I am confused in showing that the sequence is exact at $A_{n-1}' \oplus B_{n-1}$. Here is part of my argument.
Note that $(\rho_4+f_5)\circ (f_4,-\delta_4)=\rho_4 \circ f_4-f_5 \circ \delta_4=0$ by commutativity of the diagram. This shows that $\text{im}(f_4,-\delta_4) \subset \text{ker}(\rho_4+f_5)$. Conversely, let $(a',b) \in \text{ker}(\rho_4+f_5)$. Then $\rho_4(a')+f_5(b)=0 \implies f_5(b)=-\rho_4(a')$.
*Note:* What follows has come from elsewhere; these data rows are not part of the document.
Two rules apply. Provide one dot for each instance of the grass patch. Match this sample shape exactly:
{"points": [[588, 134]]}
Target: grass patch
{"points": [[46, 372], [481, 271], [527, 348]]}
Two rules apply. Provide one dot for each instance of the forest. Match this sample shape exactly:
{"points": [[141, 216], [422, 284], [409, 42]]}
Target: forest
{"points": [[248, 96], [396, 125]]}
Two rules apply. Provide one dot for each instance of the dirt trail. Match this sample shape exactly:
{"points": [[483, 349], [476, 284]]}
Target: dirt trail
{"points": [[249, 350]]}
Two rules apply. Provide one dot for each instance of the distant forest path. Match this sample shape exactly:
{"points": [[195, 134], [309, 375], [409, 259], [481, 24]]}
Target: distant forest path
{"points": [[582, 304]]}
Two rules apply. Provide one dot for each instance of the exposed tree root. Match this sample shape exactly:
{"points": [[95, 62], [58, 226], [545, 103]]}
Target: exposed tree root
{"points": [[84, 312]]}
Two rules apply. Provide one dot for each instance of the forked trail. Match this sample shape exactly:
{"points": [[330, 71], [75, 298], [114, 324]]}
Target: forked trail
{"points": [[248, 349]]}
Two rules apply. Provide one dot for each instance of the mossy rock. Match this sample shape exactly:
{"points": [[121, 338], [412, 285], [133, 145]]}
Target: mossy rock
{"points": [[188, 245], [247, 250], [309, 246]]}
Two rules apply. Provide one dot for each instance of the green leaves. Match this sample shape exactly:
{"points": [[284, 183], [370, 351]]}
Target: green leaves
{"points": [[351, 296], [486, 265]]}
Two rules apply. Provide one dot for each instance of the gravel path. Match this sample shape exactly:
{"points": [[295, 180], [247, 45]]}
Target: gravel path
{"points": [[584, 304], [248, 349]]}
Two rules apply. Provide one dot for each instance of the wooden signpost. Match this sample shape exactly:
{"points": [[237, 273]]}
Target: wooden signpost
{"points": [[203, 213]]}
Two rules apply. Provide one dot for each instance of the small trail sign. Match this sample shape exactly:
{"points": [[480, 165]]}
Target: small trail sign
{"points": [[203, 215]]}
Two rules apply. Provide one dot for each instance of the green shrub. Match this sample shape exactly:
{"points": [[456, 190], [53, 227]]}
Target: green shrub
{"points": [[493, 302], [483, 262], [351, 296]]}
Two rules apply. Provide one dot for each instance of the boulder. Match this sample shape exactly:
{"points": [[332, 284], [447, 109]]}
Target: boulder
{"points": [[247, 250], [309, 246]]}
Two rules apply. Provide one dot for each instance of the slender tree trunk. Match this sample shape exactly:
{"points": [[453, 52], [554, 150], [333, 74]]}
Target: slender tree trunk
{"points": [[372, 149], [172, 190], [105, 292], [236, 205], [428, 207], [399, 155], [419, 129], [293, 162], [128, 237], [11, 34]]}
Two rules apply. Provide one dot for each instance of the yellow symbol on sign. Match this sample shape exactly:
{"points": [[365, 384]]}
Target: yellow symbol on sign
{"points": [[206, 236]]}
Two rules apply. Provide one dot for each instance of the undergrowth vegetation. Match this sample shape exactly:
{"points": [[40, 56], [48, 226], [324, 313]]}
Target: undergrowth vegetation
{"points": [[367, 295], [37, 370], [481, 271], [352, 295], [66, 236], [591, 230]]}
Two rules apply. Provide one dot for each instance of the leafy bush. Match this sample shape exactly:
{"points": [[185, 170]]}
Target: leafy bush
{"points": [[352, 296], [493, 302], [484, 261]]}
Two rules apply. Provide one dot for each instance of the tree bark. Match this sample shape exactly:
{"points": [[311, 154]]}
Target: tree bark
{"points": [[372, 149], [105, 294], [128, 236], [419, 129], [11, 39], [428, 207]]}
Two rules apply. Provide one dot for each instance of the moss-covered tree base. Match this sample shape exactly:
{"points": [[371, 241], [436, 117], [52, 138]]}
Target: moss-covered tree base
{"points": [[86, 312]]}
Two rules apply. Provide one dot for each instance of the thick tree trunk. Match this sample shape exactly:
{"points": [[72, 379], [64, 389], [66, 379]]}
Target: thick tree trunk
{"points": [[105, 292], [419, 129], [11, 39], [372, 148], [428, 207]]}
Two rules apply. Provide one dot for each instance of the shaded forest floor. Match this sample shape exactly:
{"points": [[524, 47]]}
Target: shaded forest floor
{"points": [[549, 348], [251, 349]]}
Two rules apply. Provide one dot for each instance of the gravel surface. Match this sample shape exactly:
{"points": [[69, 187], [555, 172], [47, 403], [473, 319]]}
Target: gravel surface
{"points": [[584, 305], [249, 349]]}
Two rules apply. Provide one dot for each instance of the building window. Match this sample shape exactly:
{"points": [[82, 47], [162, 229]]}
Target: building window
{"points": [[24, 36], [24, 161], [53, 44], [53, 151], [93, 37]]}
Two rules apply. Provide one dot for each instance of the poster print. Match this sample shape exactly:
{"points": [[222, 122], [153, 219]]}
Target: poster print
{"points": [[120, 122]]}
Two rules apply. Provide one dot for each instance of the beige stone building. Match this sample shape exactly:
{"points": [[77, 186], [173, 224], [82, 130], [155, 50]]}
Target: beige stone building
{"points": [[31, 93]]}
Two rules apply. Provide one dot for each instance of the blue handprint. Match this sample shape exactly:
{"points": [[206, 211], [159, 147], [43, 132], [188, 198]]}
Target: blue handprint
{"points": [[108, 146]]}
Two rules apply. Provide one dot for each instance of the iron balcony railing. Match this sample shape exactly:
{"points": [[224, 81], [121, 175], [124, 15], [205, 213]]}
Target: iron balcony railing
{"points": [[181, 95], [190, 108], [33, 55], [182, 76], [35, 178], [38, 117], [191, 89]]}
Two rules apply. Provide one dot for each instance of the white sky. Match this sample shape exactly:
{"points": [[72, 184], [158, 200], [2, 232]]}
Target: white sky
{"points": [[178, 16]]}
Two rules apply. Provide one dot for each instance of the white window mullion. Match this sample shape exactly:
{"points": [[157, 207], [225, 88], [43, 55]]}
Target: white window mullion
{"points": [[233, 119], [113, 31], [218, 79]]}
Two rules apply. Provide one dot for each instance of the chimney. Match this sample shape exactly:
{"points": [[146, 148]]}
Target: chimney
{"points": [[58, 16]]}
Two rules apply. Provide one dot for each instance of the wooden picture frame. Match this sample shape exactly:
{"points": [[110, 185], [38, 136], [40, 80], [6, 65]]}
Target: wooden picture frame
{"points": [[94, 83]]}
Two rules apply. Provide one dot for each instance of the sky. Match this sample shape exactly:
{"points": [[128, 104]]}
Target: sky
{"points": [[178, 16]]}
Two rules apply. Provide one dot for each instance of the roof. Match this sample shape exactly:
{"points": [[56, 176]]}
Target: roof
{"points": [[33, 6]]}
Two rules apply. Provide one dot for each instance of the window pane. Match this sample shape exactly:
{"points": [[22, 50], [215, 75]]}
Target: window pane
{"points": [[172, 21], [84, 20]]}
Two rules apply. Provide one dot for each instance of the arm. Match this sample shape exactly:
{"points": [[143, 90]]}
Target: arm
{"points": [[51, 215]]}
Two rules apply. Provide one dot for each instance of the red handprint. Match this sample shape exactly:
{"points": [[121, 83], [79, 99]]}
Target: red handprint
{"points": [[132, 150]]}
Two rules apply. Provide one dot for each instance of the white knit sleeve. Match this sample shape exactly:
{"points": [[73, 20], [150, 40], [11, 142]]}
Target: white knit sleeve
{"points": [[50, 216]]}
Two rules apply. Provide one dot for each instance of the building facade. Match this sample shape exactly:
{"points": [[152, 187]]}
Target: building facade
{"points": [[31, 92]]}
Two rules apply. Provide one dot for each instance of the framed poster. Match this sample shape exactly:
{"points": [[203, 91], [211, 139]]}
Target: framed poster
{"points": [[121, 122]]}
I have no idea how to proceed. Can someone give me some hint? Thanks!
It's too awkward to keep track of the subscripts on the morphisms, so I'll write all $\delta_j$ as $\delta$ etc. I also assume that each $f:C_k\to C'_k$ is an isomorphism, so in particular, $f:C_{n-1}\to C'_{n-1}$ is an isomorphism.
You have $f(b)=-\rho(a')$. Then $$0=-\rho(\rho(a'))=-\rho(f(a'))=f(\delta(b)).$$ As $f:C_{n-1}\to C'_{n-1}$ is an isomorphism, $\delta(b)=0$ and by exactness, $b=-\delta(a^*)$ where $a^*\in A_{n-1}$. Then $$\rho(f(a^*)-a')=\rho(f(a^*))-\rho(a')=f(\delta(a^*)+b)=0$$ so $a^*-a'=\rho(c')$ by exactness. Then $c'=f(c^*)$ since $f:C_n\to C_n'$ is an isomorphism, and $a^*-a'=f(\delta(c))$. I would try $-\delta(c)+a^*$ as a candidate for an element of $A_{n-1}$ mapped to $(a',b)$.